Openverse is a search engine for openly-licensed media. This monorepo includes all application code.
https://openverse.org
MIT License
254 stars 203 forks source link

Add pre-commit hooks for spell checking #378

Closed dhruvkb closed 1 year ago

dhruvkb commented 1 year ago

Problem

We don't have Git hooks to check for spelling mistakes in code or in commit messages.

Description

pre-commit has several hooks that could provide this check. Visit https://pre-commit.com/hooks.html and filter by the words 'spell' or 'typo' to see a list of options. Finding a popular, maintained one in the list and using it would improve the spelling situation considerably.

Alternatives

Relying on spell check by our IDEs and text editors is okay but it doesn't always work. Just yesterday, I made a commit called "Update pacakges" even though my IDE showed a wavy underline under the word.

References

Here are some of the most starred options from pre-commit's list:

MalanB commented 1 year ago

Hey folks, can I pick this issue and work on it?

dhruvkb commented 1 year ago

@MalanB sure! Please go ahead.

MalanB commented 1 year ago

So far, tried codespell and cspell-cli on local. Codespell missed few typos made on dictionary and on non-dictionary words. cspell-cli did not work even after trying out their setup guide. Will figure if any other spell checker fits the need.
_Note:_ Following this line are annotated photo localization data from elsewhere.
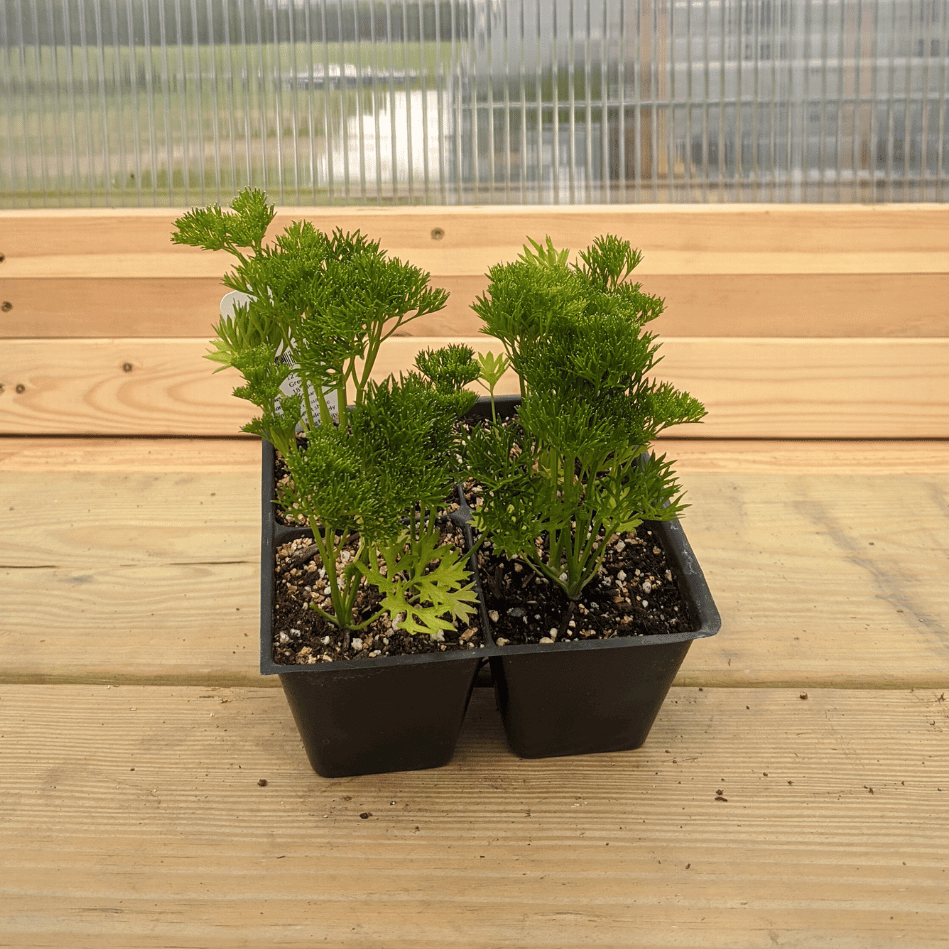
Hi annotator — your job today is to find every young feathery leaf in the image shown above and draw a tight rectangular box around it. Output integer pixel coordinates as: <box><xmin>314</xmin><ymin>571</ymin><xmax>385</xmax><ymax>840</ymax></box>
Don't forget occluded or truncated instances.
<box><xmin>576</xmin><ymin>234</ymin><xmax>643</xmax><ymax>290</ymax></box>
<box><xmin>355</xmin><ymin>530</ymin><xmax>478</xmax><ymax>638</ymax></box>
<box><xmin>476</xmin><ymin>351</ymin><xmax>510</xmax><ymax>392</ymax></box>
<box><xmin>171</xmin><ymin>188</ymin><xmax>275</xmax><ymax>256</ymax></box>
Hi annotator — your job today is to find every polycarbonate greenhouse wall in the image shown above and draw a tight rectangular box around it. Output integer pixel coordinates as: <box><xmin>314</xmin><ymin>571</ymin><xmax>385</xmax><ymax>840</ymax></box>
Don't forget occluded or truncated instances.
<box><xmin>1</xmin><ymin>0</ymin><xmax>946</xmax><ymax>207</ymax></box>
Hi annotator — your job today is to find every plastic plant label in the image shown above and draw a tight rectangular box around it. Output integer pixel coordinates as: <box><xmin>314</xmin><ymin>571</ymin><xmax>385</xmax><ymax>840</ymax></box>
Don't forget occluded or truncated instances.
<box><xmin>220</xmin><ymin>291</ymin><xmax>338</xmax><ymax>423</ymax></box>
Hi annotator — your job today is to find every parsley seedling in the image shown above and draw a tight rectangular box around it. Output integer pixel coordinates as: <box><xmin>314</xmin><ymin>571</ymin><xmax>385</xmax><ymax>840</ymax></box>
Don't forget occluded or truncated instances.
<box><xmin>468</xmin><ymin>235</ymin><xmax>706</xmax><ymax>634</ymax></box>
<box><xmin>173</xmin><ymin>190</ymin><xmax>481</xmax><ymax>640</ymax></box>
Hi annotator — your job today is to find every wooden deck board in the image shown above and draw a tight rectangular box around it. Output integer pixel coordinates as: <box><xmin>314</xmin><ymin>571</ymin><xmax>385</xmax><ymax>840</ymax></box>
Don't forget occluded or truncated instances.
<box><xmin>13</xmin><ymin>248</ymin><xmax>949</xmax><ymax>279</ymax></box>
<box><xmin>7</xmin><ymin>203</ymin><xmax>949</xmax><ymax>257</ymax></box>
<box><xmin>4</xmin><ymin>436</ymin><xmax>949</xmax><ymax>474</ymax></box>
<box><xmin>2</xmin><ymin>445</ymin><xmax>947</xmax><ymax>688</ymax></box>
<box><xmin>1</xmin><ymin>684</ymin><xmax>947</xmax><ymax>949</ymax></box>
<box><xmin>2</xmin><ymin>470</ymin><xmax>258</xmax><ymax>566</ymax></box>
<box><xmin>5</xmin><ymin>337</ymin><xmax>949</xmax><ymax>438</ymax></box>
<box><xmin>680</xmin><ymin>471</ymin><xmax>949</xmax><ymax>685</ymax></box>
<box><xmin>10</xmin><ymin>273</ymin><xmax>949</xmax><ymax>340</ymax></box>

dhruvkb commented 1 year ago

I can see how spell checking code is a whole other problem compared to prose. If you could compile a report of why each of the rejected options was rejected, that'll be a good enough resolution. We'll close this issue if none of the spell checkers are a good fit.

sarayourfriend commented 1 year ago

I'd be curious about trying to use LanguageTool for this. It has an excellent dictionary, can easily be configured with exceptions, gives very good feedback, and can be configured to check various prose style and phrase complexity rules.

As far as I can tell there isn't an out-the-box solution for this, but I'd be keen to give making this work a shot with a custom pre-commit hook that uses the LanguageTool docker image. It's certainly a heavier solution than cspell or hunspell, but it's very good for natural languages. The plain english rules, for example, would probably benefit us greatly.

We would certainly need something else altogether for code, though. And whatever custom solution for using LanguageTool we used would need to have an ignore-pragma built in.

sarayourfriend commented 1 year ago

I've looked into trying to use LanguageTool for this and it would be way too complicated. We should just use codespell for code and cspell for Markdown/documentation.

sarayourfriend commented 1 year ago

@MalanB Are you still interested in working on this issue? I've unassigned you for now, but if you'd like to take it on again, just ping here and let us know :pray:

MalanB commented 1 year ago

Sorry I was occupied with work so could make progress on this. I would let someone to take this issue further.